Subject: Re: [boost] [fiber] new version in vault
From: Phil Endecott (spam_from_boost_dev_at_[hidden])
Date: 2009-11-30 18:22:51
Helge Bahmann wrote:
> Am Monday 30 November 2009 18:48:21 schrieb Phil Endecott:
>> Helge Bahmann wrote:
>> > why would you ever want to use a mutex that does not properly inform the
>> > system scheduler until when the calling thread should be suspended (in
>> > case of contention) for "true" inter-thread (or even inter-process)
>> > coordination?
>> When you believe that the probability of contention is very small, and
>> you care only about average and not worst-case performance, and you
>> wish to avoid the overhead (e.g. time or code or data size) of
>> "properly informing" the system scheduler.
> in the non-contention case, a properly implemented platform mutex will
> 1. compare_exchange with acquire semantic
> 2. detect contention with a single compare of the value obtained in step 1
> < your protected code here >
> 3. compare_exchange with release semantic
> 4. detect contention with a single compare of the value obtained in step 3 and
> wake suspended threads
> A clever implementation of course handles contention out-of-line.
> if you don't
> believe me, just disassemble pthread_mutex_lock/unlock on any linux system.
When I last looked at the glibc source, I believe I found quite a lot
of code that needed to test whether the mutex was e.g. recursive or
not, on top of that core functionality. On NPTL it was especially
slow, though perhaps we can now consider that historic. I was able to
get a very worthwhile performance improvement by implementing this
stuff myself using atomic ops and futex syscalls, rather than calling
glibc's pthread_* functions.
> FWIW, I just exercised a CAS-based mutex as you proposed (using the
> __sync_val_compare_and_exchange intrinsic), in a tight lock/unlock cycle on
> a Linux/PPC32 system and... it is 25% *slower* than the glibc
> pthread_mutex_lock/unlock based one!
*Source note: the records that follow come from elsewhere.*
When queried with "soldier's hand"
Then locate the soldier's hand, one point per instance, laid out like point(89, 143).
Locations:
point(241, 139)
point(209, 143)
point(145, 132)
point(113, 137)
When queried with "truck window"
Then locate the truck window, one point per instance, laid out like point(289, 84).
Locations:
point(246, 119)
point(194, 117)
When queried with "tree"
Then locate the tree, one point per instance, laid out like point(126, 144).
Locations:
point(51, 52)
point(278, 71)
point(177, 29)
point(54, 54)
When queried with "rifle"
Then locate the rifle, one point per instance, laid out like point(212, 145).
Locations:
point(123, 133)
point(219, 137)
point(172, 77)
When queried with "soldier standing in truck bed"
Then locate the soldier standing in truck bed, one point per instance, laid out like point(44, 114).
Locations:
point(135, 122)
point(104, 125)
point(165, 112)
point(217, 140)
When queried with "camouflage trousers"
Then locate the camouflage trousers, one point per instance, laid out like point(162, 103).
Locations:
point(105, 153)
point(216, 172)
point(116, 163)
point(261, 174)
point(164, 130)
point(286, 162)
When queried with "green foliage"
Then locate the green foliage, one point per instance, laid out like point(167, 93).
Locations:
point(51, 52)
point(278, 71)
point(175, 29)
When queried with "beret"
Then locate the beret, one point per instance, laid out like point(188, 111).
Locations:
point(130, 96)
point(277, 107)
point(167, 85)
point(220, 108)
This is the "no contention case" you aim
> to optimize for... (a "proper" CAS-based mutex using inline assembly and with
> weaker memory barriers, is 10% faster, mainly because it eliminates the
> function call overhead). BTW we are talking about gains of ~5-10 clock cycles
> per operation here...
When I benchmarked this stuff a couple of years ago, I believe that I
found that gcc would often get its static branch prediction wrong for
the CAS loop. Using either branch hints in the source or
feedback-driven optimisation I could get the "expected" performance.
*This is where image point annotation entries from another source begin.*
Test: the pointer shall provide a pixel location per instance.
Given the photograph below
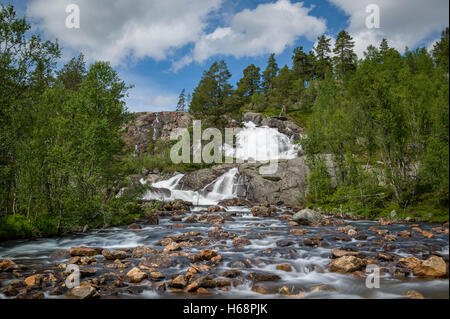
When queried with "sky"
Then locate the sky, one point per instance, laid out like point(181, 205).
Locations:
point(163, 46)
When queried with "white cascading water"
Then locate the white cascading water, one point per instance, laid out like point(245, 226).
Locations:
point(224, 187)
point(252, 143)
point(261, 144)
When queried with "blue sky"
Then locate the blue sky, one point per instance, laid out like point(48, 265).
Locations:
point(163, 46)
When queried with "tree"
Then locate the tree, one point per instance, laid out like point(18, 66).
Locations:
point(384, 46)
point(249, 84)
point(303, 64)
point(269, 75)
point(323, 63)
point(181, 105)
point(440, 50)
point(71, 75)
point(345, 57)
point(212, 98)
> As for the space overhead of a pthread_mutex_t... if you cannot pay that, just
> use hashed locks.
A hashed lock library would be welcome here, I'm sure.
> Last note: calling "sched_yield" on contention is about the *worst* thing you
> can do -- linux/glibc will call futex(..., FUTEX_WAIT, ...) instead on
> contention, which can properly suspend the thread exactly until the lock is
> released *and* is about 1/2 - 2/3 the cost of sched_yield in the case the
> lock was released before the thread could be put to sleep.
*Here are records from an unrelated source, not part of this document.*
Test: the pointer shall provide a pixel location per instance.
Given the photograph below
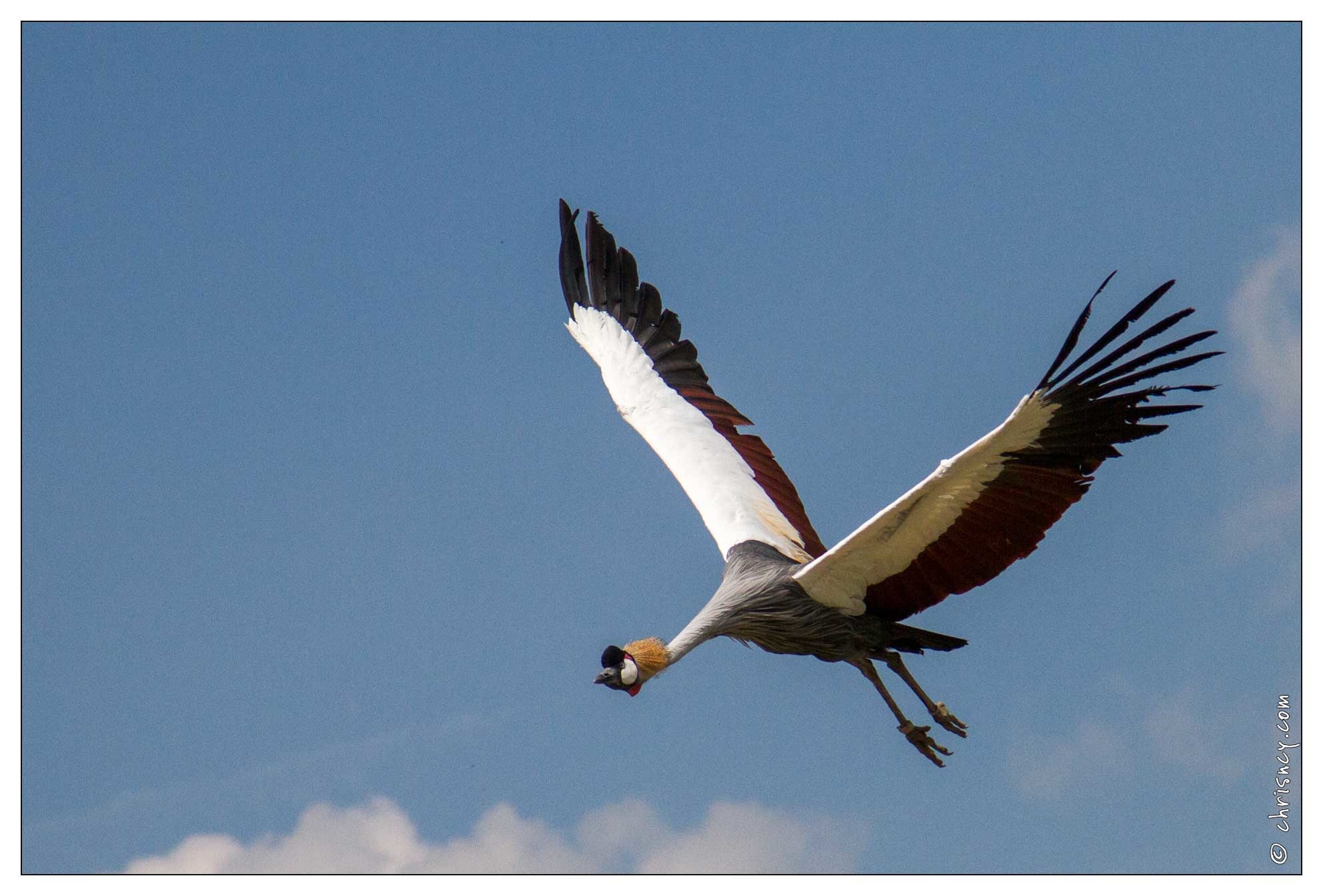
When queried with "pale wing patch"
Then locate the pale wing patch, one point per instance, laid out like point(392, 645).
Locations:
point(897, 534)
point(710, 469)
> Whatever gains you think you may achieve, you won't.
My work on this was backed up with extensive benchmarking, disassembly
of the generated code, and other evaluation. You can find some of
the results in the list archive from about two years ago. There are
many different types of system with different characteristics
(uniprocessor vs multiprocessor, two threads vs 10000 threads, etc
etc). Two particular cases that I'll mention are:
- An inline spin lock is the only thing that doesn't involve a function
call, so leaf functions remain leaf functions and are themselves more
likely to be inlined or otherwise optimised. On systems with small
caches or small flash chips where code size is important, this is a
- sched_yield is a great deal easier to port between operating systems
than anything else, other than a spin lock.